Un anno dopo, Carl Brave ha spiazzato di nuovo tutti con “Notti Brave”, un progetto solista uscito il 18 maggio per Universal. Difficile inquadrarlo in un unico genere. Carl Brave galleggia tra il rap, il pop, l’indie, il cantautorato. Ha una scrittura che gli permette di divincolarsi tra un registro alto e basso senza perdere efficacia. “Ho iniziato a lavorare a Notti Brave mentre stavamo finendo Polaroid – racconta a Ilfattoquotidiano.it -. Io sono uno così, non sto mai fermo, produco sempre tanto. Con questo album avevo voglia di fare un salto di qualità. Ho lavorato molto sui testi e sulla musica. Infatti ho aggiunto le tastiere e curato molto il sound. Sono molto soddisfatto”.

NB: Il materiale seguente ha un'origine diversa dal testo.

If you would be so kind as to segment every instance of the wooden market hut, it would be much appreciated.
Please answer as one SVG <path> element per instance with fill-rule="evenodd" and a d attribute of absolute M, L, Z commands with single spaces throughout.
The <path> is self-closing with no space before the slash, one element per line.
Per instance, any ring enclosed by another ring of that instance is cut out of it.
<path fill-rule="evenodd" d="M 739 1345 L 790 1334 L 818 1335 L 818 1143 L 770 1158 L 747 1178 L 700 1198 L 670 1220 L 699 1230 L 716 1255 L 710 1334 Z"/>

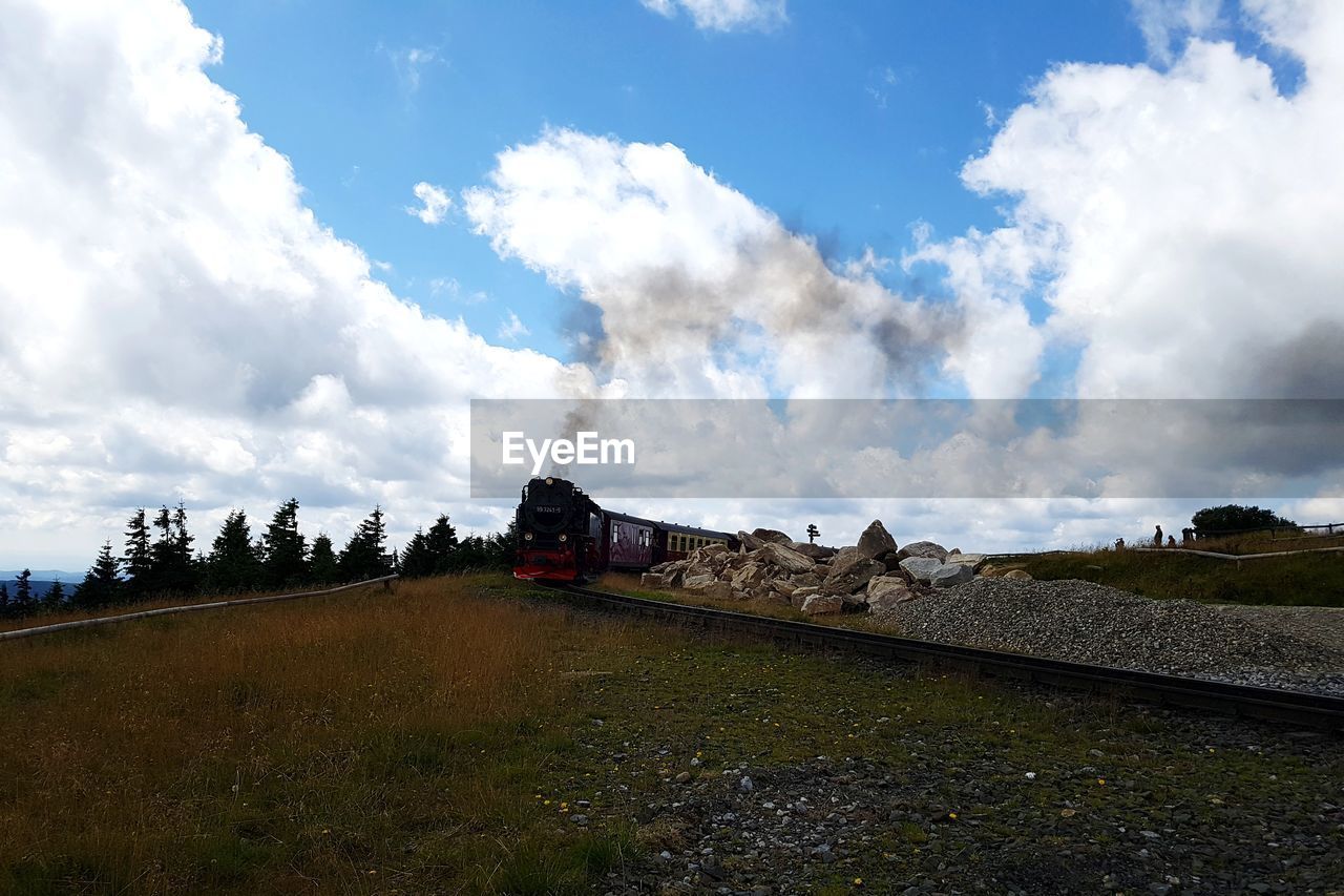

E Notti Brave segna proprio un’ulteriore crescita artistica per Carl Brave. Diciamolo subito: non era facile riconfermarsi dopo il successo di Polaroid. L’artista romano invece ha osato. A partire dai featuring. Chi di noi si aspettava di ascoltare Carl Brave assieme ad artisti come Fabri Fibra, Giorgio Poi o Frah Quintale? Proprio qui sta il successo di questo disco. Nell’aver osato collaborazioni inaspettate, ma alla fine vincenti.

“E’ stato bello confrontarmi e lavorare con tutti questi artisti. Ho avuto modo anche di aprimi verso il pop e sperimentare qualcosa di nuovo. Con Fibra avevo un po’ di timore. Me lo ascoltavo quando tornavo a casa da scuola in motorino e di colpo me lo sono ritrovato in studio. Per stemperare l’attenzione mi ha abbracciato. È stata una figata”. Già perché Fotografia, il singolo che vede la collaborazione anche di Francesca Michielin nel ritornello, punta a diventare il classico tormentone estivo.

Potenzialmente, Notti Brave è un insieme di hit, legate da un filo logico. Come una grande, unica canzone, che si arricchisce poco alla volta. “Io sono nato come rapper ma poi poco alla volta mi sono evoluto. È mi piace questa cosa. Non ho dei confini specifici”, ha spiegato ancora. Difficile trovare dei punti di debolezza in questo progetto. O forse, sono proprio i featuring che rischiano di essere anche la parte debole perché tolgono attenzione alla scrittura di Carl Brave? Vero è che Notti Brave però conserva una propria identità senza snaturarsi troppo.

E ora cosa riserverà il futuro al cantautore romano? “Sicuramente saremo in tour suonando sia Polaroid che Notti Brave. E poi avrei un sogno nel cassetto”, dice Carlo, ridendo. “Vorrei diventare come Vasco, non sarebbe male“. Decisamente. In bocca al lupo.